You can fast forward to the 2minute 37 mark for the exchange

I cannot imagine anything that would great more chaos and anger than thwarting the will of Ohio's voters.

HB136 The Privatize Public Education Bill

HB 136 pass out of the House Education committee yesterday 12-10, a party line vote with just one Republican voting no. But what is HB 136?

The bill replaces the ʺEd Choiceʺ and "Cleveland Scholarship" voucher programs, and replaces them with a voucher program instead based on family income, and calls it the "Parental Choice and Taxpayer Savings Scholarship Program" or ʺPACTʺ.

So it's a statewide voucher program with the amount of the voucher deducted from a studentʹs school district, with no limit on the number of PACT vouchers that can be awarded. Of course these vouchers can be used at any eligible nonpublic school.

So here we have a bill that allows unlimited amounts of money to be taken from any school district and sent directly to private institutions, effectively gutting public education for the majority of citizens students, The Governor and the Department of Education must have some thoughts on this? Gongwer

Speaker Batchelder, an architect of the Cleveland Voucher Program, said he has yet to review the final version of the measure, which won't be taken up by the full House until at least next week.

"It's had a lot of deliberations" in committee, he said. "It's a very important bill."

Nevertheless, the speaker said he would "have to see if the administration, which is going to come forward with a new plan on primary and secondary (education), whether they're friendly, unfriendly or what."

"I have not talked with the state superintendent either at this point, so I think we have a little more work to do while it's in Rules (Committee)."

Rob Nichols, spokesman for Gov. John Kasich, said the governor strongly believes in school choice but has not taken a public stance on the measure. ODE also said it has no formal opinion.

How can a bill the effectively provides the means to privatize public education have had a "lot of deliberations" if the Governor, ODE, and State Superintendent not taken any position?

Greg Mild at Plunderbund walks through just one scenario to highlight how destructive this bill would be

If a parent in Dublin finds a private school, enrolls their child, and receives the HB136 funding, the Dublin City School district suffers a net loss of $3,757. Doesn’t sound too bad in isolation, does it? Well, keep going….

Assuming Dublin parents can find private schools to take their children, this could continue until every student has taken their private tuition money out of the Dublin pool and the entire district is privatized. Except that would be impossible because the pool of money can’t sustain the model in the legislation.

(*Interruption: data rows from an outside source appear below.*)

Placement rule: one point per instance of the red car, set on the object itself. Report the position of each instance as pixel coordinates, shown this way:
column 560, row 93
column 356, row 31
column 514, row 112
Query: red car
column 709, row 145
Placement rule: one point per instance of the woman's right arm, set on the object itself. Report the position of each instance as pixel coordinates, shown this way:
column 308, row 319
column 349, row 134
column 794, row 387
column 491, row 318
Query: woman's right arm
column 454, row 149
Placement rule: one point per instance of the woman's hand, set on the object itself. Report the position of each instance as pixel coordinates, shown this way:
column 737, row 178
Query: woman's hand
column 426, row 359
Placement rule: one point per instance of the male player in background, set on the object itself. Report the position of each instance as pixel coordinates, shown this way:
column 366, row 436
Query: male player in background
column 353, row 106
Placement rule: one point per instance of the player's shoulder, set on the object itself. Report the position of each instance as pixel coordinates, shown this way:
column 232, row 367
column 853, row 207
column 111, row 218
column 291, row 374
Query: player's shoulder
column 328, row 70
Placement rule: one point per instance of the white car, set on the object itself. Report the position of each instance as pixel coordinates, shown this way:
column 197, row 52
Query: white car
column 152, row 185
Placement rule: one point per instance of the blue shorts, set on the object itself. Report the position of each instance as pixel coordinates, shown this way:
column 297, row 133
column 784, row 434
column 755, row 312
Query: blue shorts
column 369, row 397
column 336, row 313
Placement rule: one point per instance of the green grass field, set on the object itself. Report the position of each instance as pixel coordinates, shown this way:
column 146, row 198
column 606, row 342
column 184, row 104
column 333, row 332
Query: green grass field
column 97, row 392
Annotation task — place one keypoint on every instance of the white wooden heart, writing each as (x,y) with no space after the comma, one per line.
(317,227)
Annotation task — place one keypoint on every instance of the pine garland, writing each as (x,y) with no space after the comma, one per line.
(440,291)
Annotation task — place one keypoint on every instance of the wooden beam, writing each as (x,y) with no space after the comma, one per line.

Honestly, it’s just basic arithmetic at this point.

District funds remaining: $12,089,366
[Divided by] private tuition voucher: $4,626
[Equals] Number of vouchers available for funding: 2,613
Number of total students in Dublin City Schools: 13,910
So, after student number 2,613 has taken their tax money and run, I’m left with two questions for the “financial experts” down at the Statehouse:

Who pays for number 2,614?
Who funds the remaining 11,000+ students?

As Greg notes, HB136 would destroy a public school that is graded excellent with distinction and leave over 10,000 students out in the cold.